Based on the significance and impact of serum protein glycation and the possibility that AGEs play a role in diabetes-related complications and cancer, this study examined the anti-glycation, anti-cancer, and α-amylase inhibition activities of isoferulic acid (IFA) and its gold nanoparticle (IFA-AuNPs) bioconjugated formulations. In comparison to the control (glycated) samples, IFA and IFA-AuNPs were found to show a significant reduction in the KM moieties, carbonyl content, and HMF content that were produced during the glycation, demonstrating that the glycation reaction generated less superoxide radicals, had fewer intermediates, and did not cause as many structural perturbations to BSA. The IFA and IFA-AuNPs treated samples had a higher proportion of unreacted lysine and arginine deposits than the control (glycated) samples, suggesting that the inhibitors prevented the association of negatively charged arginine deposits with 2′-Deoxyribose. Purified IFA (IC50 = 4.3 mM) decreased α-amylase activity insignificantly compared to acarbose (IC50 = 0.118 mM).
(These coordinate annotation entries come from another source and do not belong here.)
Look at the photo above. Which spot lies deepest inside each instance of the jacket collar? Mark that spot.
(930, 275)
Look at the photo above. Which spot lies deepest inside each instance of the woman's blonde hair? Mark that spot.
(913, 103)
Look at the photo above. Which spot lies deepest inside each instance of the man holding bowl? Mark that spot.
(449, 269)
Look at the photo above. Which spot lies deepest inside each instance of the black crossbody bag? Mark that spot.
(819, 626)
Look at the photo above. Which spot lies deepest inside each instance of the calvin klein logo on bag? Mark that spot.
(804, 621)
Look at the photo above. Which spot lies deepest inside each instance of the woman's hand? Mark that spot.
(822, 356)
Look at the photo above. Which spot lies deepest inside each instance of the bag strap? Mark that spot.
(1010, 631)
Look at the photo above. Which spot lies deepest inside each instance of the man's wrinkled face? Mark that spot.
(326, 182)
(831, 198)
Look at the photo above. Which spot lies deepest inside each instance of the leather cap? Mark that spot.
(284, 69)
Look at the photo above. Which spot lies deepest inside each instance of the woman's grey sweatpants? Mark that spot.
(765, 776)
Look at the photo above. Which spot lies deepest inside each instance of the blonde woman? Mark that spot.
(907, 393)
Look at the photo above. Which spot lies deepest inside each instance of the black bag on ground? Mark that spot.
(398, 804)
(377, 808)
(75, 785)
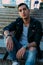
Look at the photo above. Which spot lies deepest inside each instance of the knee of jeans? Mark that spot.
(32, 48)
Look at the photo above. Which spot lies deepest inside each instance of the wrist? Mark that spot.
(8, 35)
(25, 46)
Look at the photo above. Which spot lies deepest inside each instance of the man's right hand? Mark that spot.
(9, 43)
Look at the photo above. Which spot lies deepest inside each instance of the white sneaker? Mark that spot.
(15, 63)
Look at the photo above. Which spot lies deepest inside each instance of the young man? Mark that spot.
(26, 39)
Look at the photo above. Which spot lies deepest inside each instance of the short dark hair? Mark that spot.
(23, 4)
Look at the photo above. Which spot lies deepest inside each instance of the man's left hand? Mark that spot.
(20, 53)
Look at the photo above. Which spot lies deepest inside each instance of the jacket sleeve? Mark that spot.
(12, 26)
(38, 34)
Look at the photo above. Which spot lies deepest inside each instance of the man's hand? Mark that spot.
(9, 43)
(20, 53)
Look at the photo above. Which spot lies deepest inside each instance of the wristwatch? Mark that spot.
(8, 35)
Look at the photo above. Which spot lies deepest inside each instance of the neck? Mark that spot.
(26, 21)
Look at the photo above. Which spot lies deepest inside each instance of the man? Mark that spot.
(26, 39)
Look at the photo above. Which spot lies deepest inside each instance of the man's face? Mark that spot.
(23, 12)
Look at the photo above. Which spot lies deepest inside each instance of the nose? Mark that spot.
(22, 11)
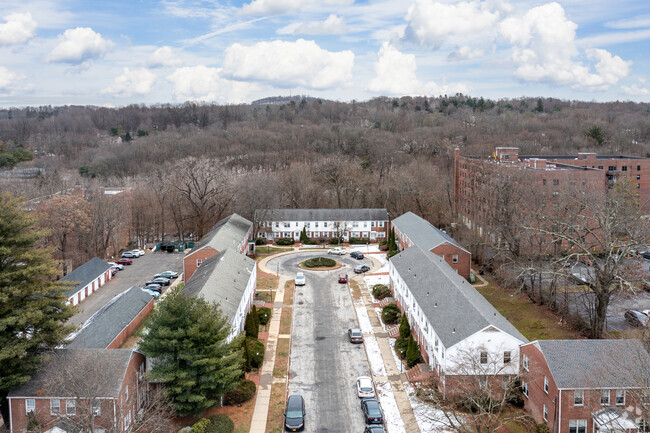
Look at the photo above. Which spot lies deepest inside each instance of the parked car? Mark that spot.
(167, 274)
(372, 411)
(160, 280)
(294, 413)
(365, 388)
(154, 287)
(300, 279)
(359, 269)
(355, 335)
(637, 319)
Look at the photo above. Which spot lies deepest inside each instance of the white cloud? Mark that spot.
(432, 23)
(18, 29)
(8, 79)
(289, 64)
(78, 45)
(465, 53)
(163, 56)
(333, 25)
(395, 75)
(201, 83)
(544, 48)
(131, 82)
(278, 7)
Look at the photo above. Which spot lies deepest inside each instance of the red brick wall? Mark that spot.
(189, 261)
(464, 258)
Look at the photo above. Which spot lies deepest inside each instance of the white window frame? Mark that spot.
(55, 406)
(30, 405)
(578, 397)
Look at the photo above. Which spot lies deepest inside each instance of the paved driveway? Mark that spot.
(324, 365)
(142, 269)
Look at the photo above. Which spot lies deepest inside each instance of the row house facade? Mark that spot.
(410, 229)
(459, 332)
(79, 388)
(371, 224)
(232, 232)
(587, 386)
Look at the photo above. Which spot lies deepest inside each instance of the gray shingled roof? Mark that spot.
(422, 232)
(104, 368)
(229, 232)
(85, 273)
(321, 215)
(453, 307)
(596, 363)
(222, 279)
(106, 324)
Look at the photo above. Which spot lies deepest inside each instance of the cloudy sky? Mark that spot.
(119, 52)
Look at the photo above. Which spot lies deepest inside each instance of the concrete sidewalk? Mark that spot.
(394, 376)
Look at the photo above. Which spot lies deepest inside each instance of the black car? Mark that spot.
(294, 413)
(372, 411)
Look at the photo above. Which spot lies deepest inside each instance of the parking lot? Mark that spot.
(142, 269)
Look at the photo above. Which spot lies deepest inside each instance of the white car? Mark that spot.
(365, 388)
(300, 279)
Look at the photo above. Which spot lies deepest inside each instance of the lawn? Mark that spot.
(535, 322)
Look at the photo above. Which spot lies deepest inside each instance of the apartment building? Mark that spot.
(371, 224)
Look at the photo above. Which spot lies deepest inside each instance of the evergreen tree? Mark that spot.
(404, 327)
(33, 308)
(187, 338)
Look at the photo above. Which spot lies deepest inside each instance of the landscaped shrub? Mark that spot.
(380, 291)
(390, 314)
(242, 393)
(319, 262)
(200, 426)
(264, 314)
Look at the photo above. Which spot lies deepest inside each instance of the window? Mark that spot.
(55, 406)
(30, 405)
(577, 426)
(620, 396)
(578, 397)
(604, 397)
(524, 359)
(546, 384)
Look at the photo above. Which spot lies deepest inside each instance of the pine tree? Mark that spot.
(33, 308)
(187, 337)
(404, 327)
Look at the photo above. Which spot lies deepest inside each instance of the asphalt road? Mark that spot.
(324, 364)
(142, 269)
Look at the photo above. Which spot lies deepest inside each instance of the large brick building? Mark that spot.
(586, 386)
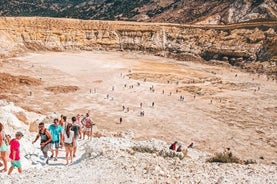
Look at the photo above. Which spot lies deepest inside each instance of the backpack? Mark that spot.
(6, 139)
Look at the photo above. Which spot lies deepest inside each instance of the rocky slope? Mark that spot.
(110, 159)
(174, 11)
(249, 45)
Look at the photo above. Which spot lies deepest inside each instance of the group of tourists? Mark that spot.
(59, 134)
(5, 141)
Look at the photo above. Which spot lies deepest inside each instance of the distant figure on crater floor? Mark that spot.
(173, 146)
(120, 120)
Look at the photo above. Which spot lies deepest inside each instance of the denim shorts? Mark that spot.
(55, 145)
(4, 147)
(16, 163)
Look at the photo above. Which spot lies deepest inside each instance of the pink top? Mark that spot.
(14, 145)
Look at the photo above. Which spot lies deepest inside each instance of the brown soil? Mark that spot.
(222, 106)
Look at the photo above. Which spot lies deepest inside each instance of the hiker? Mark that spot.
(61, 121)
(179, 149)
(77, 133)
(56, 132)
(87, 122)
(45, 140)
(69, 142)
(15, 153)
(78, 122)
(173, 146)
(3, 147)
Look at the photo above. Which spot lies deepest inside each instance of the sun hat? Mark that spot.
(19, 134)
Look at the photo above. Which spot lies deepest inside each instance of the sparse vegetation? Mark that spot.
(162, 153)
(228, 157)
(224, 158)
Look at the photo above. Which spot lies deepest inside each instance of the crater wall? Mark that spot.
(237, 44)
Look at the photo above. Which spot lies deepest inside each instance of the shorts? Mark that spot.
(68, 144)
(55, 145)
(16, 163)
(87, 129)
(4, 147)
(76, 142)
(46, 147)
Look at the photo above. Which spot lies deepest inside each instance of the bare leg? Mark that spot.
(20, 170)
(57, 152)
(66, 154)
(5, 161)
(71, 154)
(10, 170)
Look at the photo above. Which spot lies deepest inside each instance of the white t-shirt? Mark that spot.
(68, 139)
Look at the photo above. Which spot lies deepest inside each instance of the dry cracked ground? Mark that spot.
(213, 106)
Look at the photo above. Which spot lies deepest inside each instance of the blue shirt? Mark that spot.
(55, 132)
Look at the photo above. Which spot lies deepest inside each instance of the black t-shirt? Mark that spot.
(75, 129)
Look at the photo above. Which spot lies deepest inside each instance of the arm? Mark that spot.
(1, 139)
(61, 138)
(36, 139)
(49, 139)
(79, 133)
(13, 155)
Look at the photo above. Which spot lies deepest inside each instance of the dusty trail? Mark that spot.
(219, 109)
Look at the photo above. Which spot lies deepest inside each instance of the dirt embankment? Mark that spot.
(250, 46)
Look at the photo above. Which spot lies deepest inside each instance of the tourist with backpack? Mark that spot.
(77, 133)
(15, 153)
(69, 142)
(45, 140)
(87, 122)
(3, 147)
(56, 130)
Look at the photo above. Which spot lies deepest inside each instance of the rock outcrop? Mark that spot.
(238, 44)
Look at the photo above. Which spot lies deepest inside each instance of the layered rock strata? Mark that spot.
(237, 44)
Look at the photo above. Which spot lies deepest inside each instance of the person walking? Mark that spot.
(69, 141)
(88, 123)
(55, 130)
(45, 140)
(15, 153)
(77, 133)
(3, 148)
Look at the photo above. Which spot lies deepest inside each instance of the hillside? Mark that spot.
(169, 11)
(250, 46)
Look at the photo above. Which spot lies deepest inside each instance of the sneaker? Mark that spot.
(47, 161)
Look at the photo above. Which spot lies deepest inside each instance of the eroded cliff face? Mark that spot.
(242, 45)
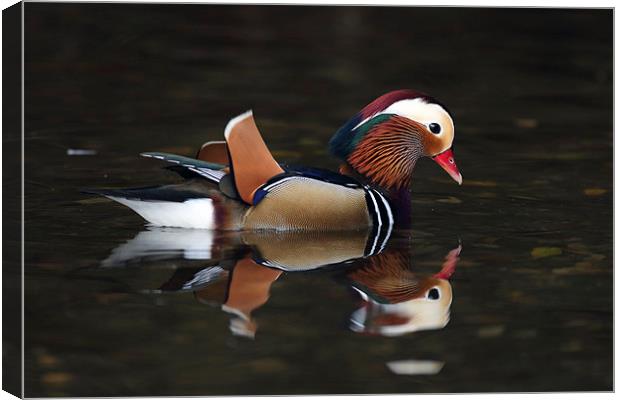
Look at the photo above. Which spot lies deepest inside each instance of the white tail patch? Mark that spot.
(192, 213)
(162, 243)
(233, 122)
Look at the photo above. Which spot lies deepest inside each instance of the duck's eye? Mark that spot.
(433, 294)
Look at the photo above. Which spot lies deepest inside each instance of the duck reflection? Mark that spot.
(394, 299)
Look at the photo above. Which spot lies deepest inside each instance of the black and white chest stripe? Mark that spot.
(382, 217)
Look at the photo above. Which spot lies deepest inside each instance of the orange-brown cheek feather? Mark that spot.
(388, 153)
Therefore, IFA may not be suited for targeting α-amylase. However, IFA and its analogs have been reported to inhibit several malignancies, including leukemia, breast, colon, and lung cancer. Therefore, the cytotoxicity study was conducted using human keratinocytes (HaCat cells), and the IC50 values for IFA and IFA-AuNPs were determined to be 6062.4 µM and 151.6 µM, respectively. Their cytotoxic effects on human lung cancer epithelial cells (A549), however, were estimated to be 5593 µM and 117.5 µM. Our study confirmed that IFA-treated A549 cells at a greater concentration (5593 µM) caused less disruption of mitochondrial membrane potential (ΔΨm) and production of ROS burst than IFA-AuNPs at a significantly lower concentration (117,5 µM). When ΔΨm was disrupted, Cyt-c-mediated apoptosis was elicited, which then allowed IFA and AuNPs to work synergistically to degrade DNA. It was discovered that IFA-AuNPs target cancer cells through different pathways, with AuNPs potentiating the effect of IFA.